Il ne pouvait détacher son regard de cette photo et il se demanda pourquoi il l’avait oubliée parmi les feuilles du « dossier ». Etait-ce quelque chose qui le gênait, une pièce à conviction selon le langage juridique, et que lui, Daragane, aurait voulu écarter de sa mémoire ? Il éprouva une sorte de vertige, un picotement à la racine des cheveux. Cet enfant, que des dizaines d’années tenaient à une si grande distance au point d’en faire un étranger, il était bien obligé de reconnaître que c’était lui.

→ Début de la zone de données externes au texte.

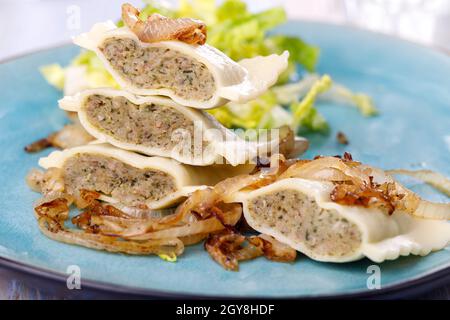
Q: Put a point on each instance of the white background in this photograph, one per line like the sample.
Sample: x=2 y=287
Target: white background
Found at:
x=27 y=25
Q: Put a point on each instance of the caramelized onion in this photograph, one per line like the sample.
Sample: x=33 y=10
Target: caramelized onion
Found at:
x=436 y=180
x=159 y=28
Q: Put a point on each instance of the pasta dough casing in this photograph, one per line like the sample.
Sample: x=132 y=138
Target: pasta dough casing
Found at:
x=239 y=82
x=197 y=139
x=185 y=178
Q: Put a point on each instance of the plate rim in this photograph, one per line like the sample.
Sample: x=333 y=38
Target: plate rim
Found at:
x=429 y=280
x=403 y=289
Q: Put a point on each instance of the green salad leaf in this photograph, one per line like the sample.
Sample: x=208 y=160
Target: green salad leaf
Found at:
x=240 y=34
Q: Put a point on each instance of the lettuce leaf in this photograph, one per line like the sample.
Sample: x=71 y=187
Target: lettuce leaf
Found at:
x=240 y=34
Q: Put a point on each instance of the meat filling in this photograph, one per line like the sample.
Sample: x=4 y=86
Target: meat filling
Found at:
x=157 y=68
x=111 y=177
x=298 y=217
x=150 y=125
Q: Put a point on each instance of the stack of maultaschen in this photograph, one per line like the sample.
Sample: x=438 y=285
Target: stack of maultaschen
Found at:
x=155 y=145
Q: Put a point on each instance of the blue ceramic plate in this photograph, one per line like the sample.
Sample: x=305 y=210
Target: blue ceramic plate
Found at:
x=409 y=83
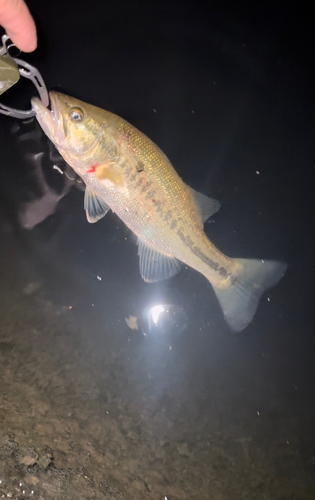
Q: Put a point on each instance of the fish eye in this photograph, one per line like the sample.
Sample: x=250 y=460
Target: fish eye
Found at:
x=76 y=114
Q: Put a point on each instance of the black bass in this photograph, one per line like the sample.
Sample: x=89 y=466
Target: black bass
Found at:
x=126 y=172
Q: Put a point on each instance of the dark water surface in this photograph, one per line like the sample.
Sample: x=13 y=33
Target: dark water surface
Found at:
x=91 y=408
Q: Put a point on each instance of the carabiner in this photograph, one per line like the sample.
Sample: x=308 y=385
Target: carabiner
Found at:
x=29 y=72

Réminiscences qui refont surface de plusieurs façons, qui s’entrechoquent.
Jusqu’à la fin, glaçante.
Mystère des origines, quête, construction et dissimulation de l’identité, méandres de la mémoire, oublis inconscient ou non, sont au cœur de ce roman, qui me laisse un peu perplexe. Je ne suis pas sûre d’avoir tout saisi de l’enfance du narrateur. Le récit mêle volontiers le présent à plusieurs moments de son passé, sans qu’il soit toujours facile de les dissocier. L’auteur entretient ce flou, pouvant le faire appartenir à plusieurs évènements du passé, bien qu’un épisode ayant réellement eu lieu soit mentionné. Au lecteur de se faire sa propre opinion, car dans un scénario comme dans l’autre, tout se tient.
Le rythme est lent, comme le narrateur, qui a quelques manies. Je l’ai bien souvent involontairement confondu/superposé avec l’auteur. Me donnant l’impression de l’entendre lire, lui qui a une élocution si particulière.

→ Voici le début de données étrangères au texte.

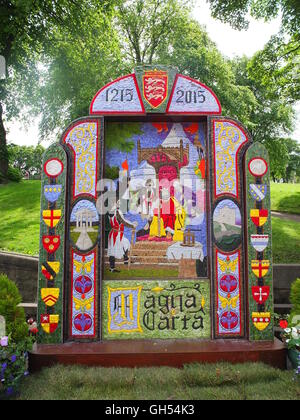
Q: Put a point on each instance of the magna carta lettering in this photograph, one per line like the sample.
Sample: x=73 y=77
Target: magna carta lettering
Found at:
x=155 y=221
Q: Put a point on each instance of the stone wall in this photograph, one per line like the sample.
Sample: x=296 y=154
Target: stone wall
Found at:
x=23 y=270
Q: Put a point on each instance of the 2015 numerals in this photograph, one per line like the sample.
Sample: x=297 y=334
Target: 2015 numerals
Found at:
x=119 y=95
x=190 y=96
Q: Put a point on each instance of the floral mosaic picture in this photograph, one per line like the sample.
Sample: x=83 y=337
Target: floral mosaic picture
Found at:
x=159 y=221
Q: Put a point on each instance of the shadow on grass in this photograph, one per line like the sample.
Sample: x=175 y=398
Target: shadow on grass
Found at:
x=289 y=204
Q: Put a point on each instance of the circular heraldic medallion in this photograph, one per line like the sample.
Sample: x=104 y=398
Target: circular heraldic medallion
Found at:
x=53 y=168
x=258 y=167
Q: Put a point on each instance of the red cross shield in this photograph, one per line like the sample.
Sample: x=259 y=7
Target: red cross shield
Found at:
x=155 y=86
x=260 y=294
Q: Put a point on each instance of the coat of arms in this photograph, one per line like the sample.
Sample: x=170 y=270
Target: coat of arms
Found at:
x=155 y=86
x=51 y=243
x=260 y=294
x=260 y=268
x=259 y=217
x=50 y=270
x=261 y=320
x=52 y=192
x=50 y=296
x=260 y=242
x=258 y=192
x=49 y=323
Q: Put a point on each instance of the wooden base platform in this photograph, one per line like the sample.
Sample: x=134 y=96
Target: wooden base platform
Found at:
x=157 y=353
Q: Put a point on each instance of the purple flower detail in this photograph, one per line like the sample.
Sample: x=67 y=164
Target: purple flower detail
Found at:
x=4 y=342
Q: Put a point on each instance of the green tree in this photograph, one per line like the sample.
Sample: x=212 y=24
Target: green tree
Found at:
x=279 y=62
x=27 y=159
x=147 y=26
x=293 y=167
x=236 y=12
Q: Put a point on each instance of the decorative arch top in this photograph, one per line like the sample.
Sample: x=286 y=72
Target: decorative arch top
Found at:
x=159 y=90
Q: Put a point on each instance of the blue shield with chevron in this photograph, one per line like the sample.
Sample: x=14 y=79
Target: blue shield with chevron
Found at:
x=258 y=192
x=52 y=192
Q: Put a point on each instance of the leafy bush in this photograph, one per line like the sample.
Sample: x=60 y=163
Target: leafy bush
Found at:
x=15 y=318
x=14 y=175
x=295 y=300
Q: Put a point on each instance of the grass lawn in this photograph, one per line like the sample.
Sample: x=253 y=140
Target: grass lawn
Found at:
x=285 y=198
x=194 y=382
x=20 y=220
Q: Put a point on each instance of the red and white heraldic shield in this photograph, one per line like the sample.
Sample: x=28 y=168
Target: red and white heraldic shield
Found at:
x=155 y=86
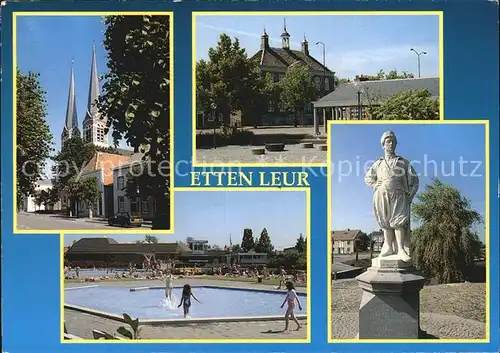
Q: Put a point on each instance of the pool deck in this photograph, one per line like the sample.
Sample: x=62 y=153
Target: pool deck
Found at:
x=81 y=324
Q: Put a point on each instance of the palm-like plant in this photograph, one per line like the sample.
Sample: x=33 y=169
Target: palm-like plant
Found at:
x=444 y=244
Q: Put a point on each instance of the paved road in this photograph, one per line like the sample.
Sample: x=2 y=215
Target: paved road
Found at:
x=239 y=154
x=81 y=324
x=31 y=221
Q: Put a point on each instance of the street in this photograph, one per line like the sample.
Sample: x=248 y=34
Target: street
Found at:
x=31 y=221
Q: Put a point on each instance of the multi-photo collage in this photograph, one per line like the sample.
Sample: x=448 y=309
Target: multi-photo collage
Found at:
x=252 y=177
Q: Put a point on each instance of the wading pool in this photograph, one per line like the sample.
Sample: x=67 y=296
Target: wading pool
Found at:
x=150 y=303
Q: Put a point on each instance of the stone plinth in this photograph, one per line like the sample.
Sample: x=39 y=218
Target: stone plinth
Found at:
x=390 y=305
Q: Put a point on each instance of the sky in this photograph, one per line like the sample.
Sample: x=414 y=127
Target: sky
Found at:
x=354 y=44
x=444 y=144
x=44 y=48
x=215 y=215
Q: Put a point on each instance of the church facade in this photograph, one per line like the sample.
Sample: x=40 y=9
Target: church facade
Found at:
x=276 y=61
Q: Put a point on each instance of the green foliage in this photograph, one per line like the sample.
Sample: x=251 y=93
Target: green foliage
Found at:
x=84 y=189
x=132 y=333
x=392 y=75
x=136 y=98
x=408 y=105
x=301 y=245
x=228 y=79
x=247 y=242
x=74 y=155
x=444 y=244
x=264 y=244
x=289 y=259
x=34 y=139
x=298 y=88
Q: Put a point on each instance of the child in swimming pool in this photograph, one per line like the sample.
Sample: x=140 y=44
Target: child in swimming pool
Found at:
x=169 y=286
x=186 y=299
x=291 y=297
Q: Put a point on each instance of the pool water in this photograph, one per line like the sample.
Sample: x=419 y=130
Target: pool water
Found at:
x=151 y=304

Les phrases s’enchevêtraient et d’autres phrases apparaissaient brusquement qui recouvraient les précédentes, et disparaissaient sans lui laisser le temps de les déchiffrer. Il était en présence d’un palimpseste dont toutes les écritures successives se mêlaient en surimpression et s’agitaient comme des bacilles vus au microscope.

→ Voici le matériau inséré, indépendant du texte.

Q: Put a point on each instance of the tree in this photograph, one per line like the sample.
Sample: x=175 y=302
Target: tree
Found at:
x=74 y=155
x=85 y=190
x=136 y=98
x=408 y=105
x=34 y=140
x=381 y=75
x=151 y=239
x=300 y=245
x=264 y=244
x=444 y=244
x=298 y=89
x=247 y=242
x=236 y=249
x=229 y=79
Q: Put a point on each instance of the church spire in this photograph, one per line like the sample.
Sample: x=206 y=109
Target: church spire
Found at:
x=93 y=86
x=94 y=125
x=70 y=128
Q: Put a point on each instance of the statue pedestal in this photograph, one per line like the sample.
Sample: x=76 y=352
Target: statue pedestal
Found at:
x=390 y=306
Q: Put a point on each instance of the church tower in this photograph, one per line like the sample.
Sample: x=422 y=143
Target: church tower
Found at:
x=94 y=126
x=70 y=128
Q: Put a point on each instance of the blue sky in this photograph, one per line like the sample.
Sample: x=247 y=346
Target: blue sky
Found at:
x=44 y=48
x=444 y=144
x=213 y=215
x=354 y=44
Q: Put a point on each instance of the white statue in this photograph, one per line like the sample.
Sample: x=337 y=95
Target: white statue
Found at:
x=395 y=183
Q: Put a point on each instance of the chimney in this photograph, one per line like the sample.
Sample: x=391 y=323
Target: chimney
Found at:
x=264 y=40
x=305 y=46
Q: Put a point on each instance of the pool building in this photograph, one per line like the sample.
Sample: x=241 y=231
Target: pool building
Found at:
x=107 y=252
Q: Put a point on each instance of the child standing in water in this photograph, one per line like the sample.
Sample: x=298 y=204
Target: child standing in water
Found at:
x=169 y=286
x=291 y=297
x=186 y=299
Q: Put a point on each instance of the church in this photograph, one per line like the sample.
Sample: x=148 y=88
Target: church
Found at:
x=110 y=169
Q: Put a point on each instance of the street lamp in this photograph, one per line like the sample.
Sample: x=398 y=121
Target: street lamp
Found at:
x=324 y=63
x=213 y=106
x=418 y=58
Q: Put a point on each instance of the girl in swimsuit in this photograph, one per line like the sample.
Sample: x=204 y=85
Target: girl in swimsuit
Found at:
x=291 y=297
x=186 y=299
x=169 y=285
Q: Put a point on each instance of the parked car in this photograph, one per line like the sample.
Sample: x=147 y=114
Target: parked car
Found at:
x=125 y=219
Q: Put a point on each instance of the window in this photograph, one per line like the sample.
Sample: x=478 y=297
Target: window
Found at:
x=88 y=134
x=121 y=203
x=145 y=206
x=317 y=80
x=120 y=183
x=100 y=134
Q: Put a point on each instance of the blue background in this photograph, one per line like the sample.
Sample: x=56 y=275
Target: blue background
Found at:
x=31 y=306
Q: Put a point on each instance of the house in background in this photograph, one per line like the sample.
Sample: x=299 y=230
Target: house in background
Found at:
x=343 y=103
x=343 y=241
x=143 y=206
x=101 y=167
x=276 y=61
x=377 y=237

Je n'avais jamais lu de roman de Patrick Modiano auparavant. Et même si cette lecture me laisse dubitative, je suis tout de même curieuse d’en découvrir d’autres car les thèmes abordés, et qui font son œuvre, me sont chers.
Initialement prévu en lecture croisée avec Laurette, ce roman n’a pas su la convaincre. Comme elle, beaucoup ont été déroutés, pourtant bien dans le style de l’auteur, mais pas son meilleur, aux dires des uns et des autres.
Ce titre participe aux Challenges « Les Anciens sont de sortie » de Stephie et « Petit Bac 2016 » d’Enna, pour ma 1e ligne, catégorie lieu.
Belles lectures et découvertes,
Blandine.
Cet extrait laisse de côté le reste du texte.